Lucinda tinha 14 anos quando fez a travessia da Guatemala para os Estados Unidos. Ela foi a terceira de sua família a migrar e acompanhou, à distância, o pai adoecer sem poder fazer nada. Diego deixou Honduras com a mesma idade, após ver os pais e avós serem executados por gangues locais. Glenda vivia sendo maltratada pelos pais em El Salvador e, também com 14 anos, conseguiu deixar o país e cruzar as fronteiras até os EUA.
Diego, depois de chegar aos EUA, começou a trabalhar em uma oficina mecânica. Depois conseguiu um emprego em um armazém. Lucinda chegou aos EUA e viu sua relação familiar mudar. Os irmãos que já estavam por lá se casaram e não tinham como ajudá-la.
Glenda teve um destino diferente. “Ela chegou em Los Angeles, onde tinha um tio. Ele a aceitou, era um homem mais velho, casado com uma mulher que cuidou de Glenda. Quando conversamos, ela estava indo para o colegial e me disse: Não tive pais que me amaram, não imaginei que alguém fosse me ajudar. Pensei que cresceria desacompanhada, mas aqui estou.”
EXPLORAÇÃO
Em fevereiro, o jornal The New York Times publicou reportagem mostrando a rotina de trabalho de crianças migrantes nos EUA. Essa mão de obra vem crescendo ao longo dos últimos 10 anos e disparou justamente a partir de 2021, apesar de não haver um monitoramento estatístico oficial de imigrantes menores trabalhando em empresas americanas. O jornal relatou casos em 20 Estados, com destaque para Flórida, Tennessee, Delaware, Mississippi, Carolina do Norte e Dakota do Sul.

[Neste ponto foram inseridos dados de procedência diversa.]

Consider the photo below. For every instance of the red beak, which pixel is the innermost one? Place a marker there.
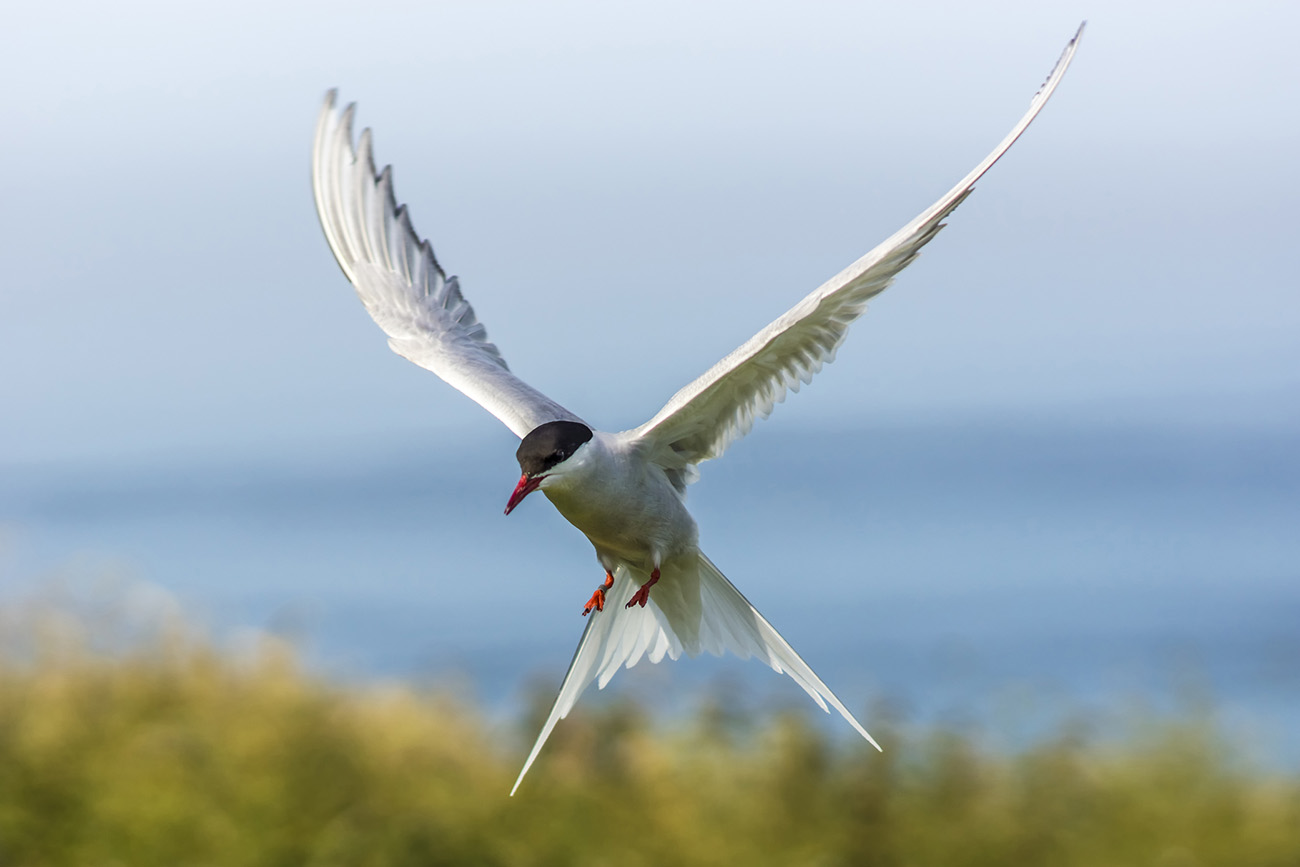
(525, 486)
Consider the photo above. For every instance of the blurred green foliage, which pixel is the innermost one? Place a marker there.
(169, 751)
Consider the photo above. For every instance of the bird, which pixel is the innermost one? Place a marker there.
(624, 490)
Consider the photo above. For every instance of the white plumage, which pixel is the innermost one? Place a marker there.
(623, 490)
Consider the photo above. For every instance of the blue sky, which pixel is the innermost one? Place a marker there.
(631, 190)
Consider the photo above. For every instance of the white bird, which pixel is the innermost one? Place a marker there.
(625, 490)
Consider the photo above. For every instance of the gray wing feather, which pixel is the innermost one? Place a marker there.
(399, 281)
(705, 417)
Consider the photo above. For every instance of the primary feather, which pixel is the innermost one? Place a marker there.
(705, 417)
(401, 282)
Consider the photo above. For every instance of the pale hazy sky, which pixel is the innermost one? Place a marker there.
(628, 190)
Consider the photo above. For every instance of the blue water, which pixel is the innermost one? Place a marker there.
(1000, 576)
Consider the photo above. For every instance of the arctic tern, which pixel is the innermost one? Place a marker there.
(625, 491)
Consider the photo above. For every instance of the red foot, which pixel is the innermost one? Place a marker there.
(597, 599)
(642, 595)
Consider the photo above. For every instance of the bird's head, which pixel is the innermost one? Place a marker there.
(545, 452)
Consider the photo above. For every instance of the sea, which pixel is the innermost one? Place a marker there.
(1002, 579)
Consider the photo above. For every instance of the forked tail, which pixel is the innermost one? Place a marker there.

“Algumas empresas privadas americanas não se preocupam em realizar uma checagem e, neste momento, o mercado está aquecido por necessidade de preencher vagas de empregos por falta de mão de obra. Isso não é novo, mas deixa mais aparente a questão de as empresas aceitarem mão de obra barata. E as pessoas chegam por meio de contato, primo ou amigo que trabalha no local”, explica Gabrielle.
SAÍDAS
Especialistas que monitoram a exposição de menores migrantes que cumprem jornadas extenuantes de trabalho nos EUA defendem um esforço conjunto de atores da sociedade civil, ONGs e agências do governo para amenizar o problema.
“Não adianta apenas dizer que as crianças não podem trabalhar. Elas vão passar a morar na rua, sendo despejadas, sem espaço para viver, sem poder ir para a escola. É uma década de crescimento de crianças migrantes que trabalham nos EUA”, afirma Gabrielle.
Um ponto fundamental, segundo ela, é o governo americano não perder o rastro de onde estão essas crianças e o contato com elas após serem enviadas a tutores. “Mais de 80 mil crianças repatriadas não têm mais contato com as agências do governo e aí não são monitoradas.”
“As empresas também não checam quem são esses jovens que estão trabalhando. O governo Biden reagiu pedindo que as agências oficiais tenham mais controle e acompanhamento sobre para onde essas crianças serão levadas”, completou.
Stephanie tem a mesma impressão. “Se essas crianças precisam trabalhar, então é urgente que tenhamos leis trabalhistas melhores e um contexto mais humano” disse a autora. “Não reconhecemos o papel dos EUA no contexto que as levou a deixarem seus países de origem.”
// As informações são do jornal O Estado de S. Paulo.